181.9414 PREGNANCY ACCOMMODATIONS.

Subdivision 1.

Accommodation.

An employer must provide reasonable accommodations to an employee for health conditions related to pregnancy or childbirth if she so requests, with the advice of her licensed health care provider or certified doula, unless the employer demonstrates that the accommodation would impose an undue hardship on the operation of the employer's business. A pregnant employee shall not be required to obtain the advice of her licensed health care provider or certified doula, nor may an employer claim undue hardship for the following accommodations: (1) more frequent restroom, food, and water breaks; (2) seating; and (3) limits on lifting over 20 pounds. The employee and employer shall engage in an interactive process with respect to an employee's request for a reasonable accommodation. "Reasonable accommodation" may include, but is not limited to, temporary transfer to a less strenuous or hazardous position, seating, frequent restroom breaks, and limits to heavy lifting. Notwithstanding any other provision of this section, an employer shall not be required to create a new or additional position in order to accommodate an employee pursuant to this section, and shall not be required to discharge any employee, transfer any other employee with greater seniority, or promote any employee.

Subd. 2.

Interaction with other laws.

Nothing in this section shall be construed to affect any other provision of law relating to sex discrimination or pregnancy, or in any way to diminish the coverage of pregnancy, childbirth, or health conditions related to pregnancy or childbirth under any other provisions of any other law.

Subd. 3.

No employer retribution.

An employer shall not retaliate against an employee for requesting or obtaining accommodation under this section.

Subd. 4.

Employee not required to take leave.

An employer shall not require an employee to take a leave or accept an accommodation.

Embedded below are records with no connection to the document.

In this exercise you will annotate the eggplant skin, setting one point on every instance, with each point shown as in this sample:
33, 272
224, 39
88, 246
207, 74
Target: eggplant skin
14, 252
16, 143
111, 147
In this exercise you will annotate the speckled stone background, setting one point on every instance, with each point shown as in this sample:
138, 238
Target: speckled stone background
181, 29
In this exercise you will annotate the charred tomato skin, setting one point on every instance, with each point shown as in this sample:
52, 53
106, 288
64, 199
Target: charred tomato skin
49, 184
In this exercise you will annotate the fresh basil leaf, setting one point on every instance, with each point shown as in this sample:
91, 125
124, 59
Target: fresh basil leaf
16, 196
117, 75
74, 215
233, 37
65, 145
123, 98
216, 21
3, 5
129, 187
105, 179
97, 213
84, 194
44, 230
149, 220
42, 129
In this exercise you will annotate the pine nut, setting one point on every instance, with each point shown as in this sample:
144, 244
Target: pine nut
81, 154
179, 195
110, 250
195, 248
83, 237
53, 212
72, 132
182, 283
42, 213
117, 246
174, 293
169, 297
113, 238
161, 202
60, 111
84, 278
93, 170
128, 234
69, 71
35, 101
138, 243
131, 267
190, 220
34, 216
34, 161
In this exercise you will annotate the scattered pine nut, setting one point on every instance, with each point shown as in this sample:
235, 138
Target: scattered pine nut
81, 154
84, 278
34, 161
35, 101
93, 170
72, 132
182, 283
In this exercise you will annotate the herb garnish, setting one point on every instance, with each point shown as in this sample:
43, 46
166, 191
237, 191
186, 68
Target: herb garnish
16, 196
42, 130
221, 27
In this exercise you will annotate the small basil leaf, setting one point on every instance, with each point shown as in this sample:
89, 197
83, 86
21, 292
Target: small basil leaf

Repealed Minnesota Rule: H1670-1

5200.0080 GRATUITIES/TIPS CREDITS.

Subp. 7.

Credit cards or charges.

Gratuities presented to a direct service employee via inclusion on a charge or credit card shall be credited to that pay period in which they are received by the direct service employee and for which they appear on the direct service employee's tip statement.

Where a tip is given by a customer through a credit or charge card, the full amount of tip must be allowed the direct service employee minus only the percentage deducted from the tip in the same ratio as the percentage deducted from the total bill by the service company.